FAITH: Online, every living room is a congregation
You won’t find many guys out there as optimistic as Rev. Brian Kiely. Despite flat-lined membership numbers, the Edmonton-based president of the International Council of Unitarians and Universalists figures his congregation isn’t leaving, just changing.
“I spent my sabbatical studying life in the digital age and one of the things it convinced me of is that membership numbers are not the way to look at things anymore,” he says. “Our culture has changed so quickly that we’re often sitting with a generation now that has never known not being able to make a telephone call from their car, or anywhere really, and demographically they have a very different understanding of membership.
“We have to ask ourselves, ‘what is church?’ Is Church Sunday morning in a pew, or is it meeting someone with whom you share religious values in a bar? If you’re talking about and sharing those values, it’s all church, when you think about it.”

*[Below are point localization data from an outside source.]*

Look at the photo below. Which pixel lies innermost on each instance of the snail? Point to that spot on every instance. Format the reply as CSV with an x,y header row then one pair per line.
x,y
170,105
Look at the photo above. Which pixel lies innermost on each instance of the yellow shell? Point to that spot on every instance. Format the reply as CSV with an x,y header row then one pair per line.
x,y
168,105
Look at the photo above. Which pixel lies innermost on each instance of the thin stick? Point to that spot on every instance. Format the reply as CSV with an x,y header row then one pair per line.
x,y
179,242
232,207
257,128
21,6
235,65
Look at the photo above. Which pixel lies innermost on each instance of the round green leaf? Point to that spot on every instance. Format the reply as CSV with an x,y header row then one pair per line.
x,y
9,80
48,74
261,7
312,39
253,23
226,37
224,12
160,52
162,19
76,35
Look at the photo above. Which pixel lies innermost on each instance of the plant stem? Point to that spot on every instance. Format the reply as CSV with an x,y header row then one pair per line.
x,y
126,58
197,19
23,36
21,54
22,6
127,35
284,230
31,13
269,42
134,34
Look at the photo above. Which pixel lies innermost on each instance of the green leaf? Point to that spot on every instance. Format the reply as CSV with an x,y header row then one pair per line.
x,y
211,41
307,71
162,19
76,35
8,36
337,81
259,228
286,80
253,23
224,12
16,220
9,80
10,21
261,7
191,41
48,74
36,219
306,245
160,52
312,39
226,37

Kiely sees membership in a faith community much like a lot of other communities: being able to communicate constantly has made it less necessary for members to meet once or twice a week. That doesn’t mean the community isn’t there; it’s just that its structure is much more fluid, and people don’t always formalize their involvement. “The bottom line is that when you try and fit people into a certain model of conformity, that’s a lot harder to do now.”
Unitarianism has about 220,000 official members worldwide; it’s non-dogmatic and liberal, postulating that belief is a matter of individual choice and freedom, not rigid theological certainty. It’s about as close as a religion gets to agnosticism, which postulates we don’t know the truth about faith, and may never know it, because we have no evidence. Atheism proposes that without any evidence, suggesting something might exist at all is irrational, and that there is no God.
Recent studies, including annual population surveys by the Pew Forum on Religion on Public Life, suggest 20% of the North American population is atheist. That’s up by at least 5% from a decade ago.
Worldwide, Unitarianism is no longer growing officially relative to populations. Kiely notes, however, that the faith receives as much financial support as when its numbers were still growing, suggesting people may not formally register as Unitarians but they still become involved. He points to the online support as evidence.
“There are the people in church, and then there’s the institution itself. I work in a couple of different organizations that cross church boundaries; and there are people who get it and there are others who are still concerned about how many people there are in the seats on Sunday. It’s hard to get rid of that institutional mindset and personally I think that’s because there’s value in ….institutional support.”
Then again, Kiely isn’t your typical man of the cloth. He’s a student both of the cultural and mythological underpinnings of modern faiths and of the cognitive biology that may drive much of why people believe in things. He accepts that there’s nothing rational about believing in things without evidence, but chooses to do so anyway, proposing it may be such a natural coping mechanism that we’ll never be rid of our need to have faith in things.
He’s also convinced that, despite early fears that Internet chat rooms would lead to people being more reclusive, more often than not the young Unitarians he talks to use social networking as just one part of the equation, and still meet up in person.
“It’s just one more way to connect to one another,” he says.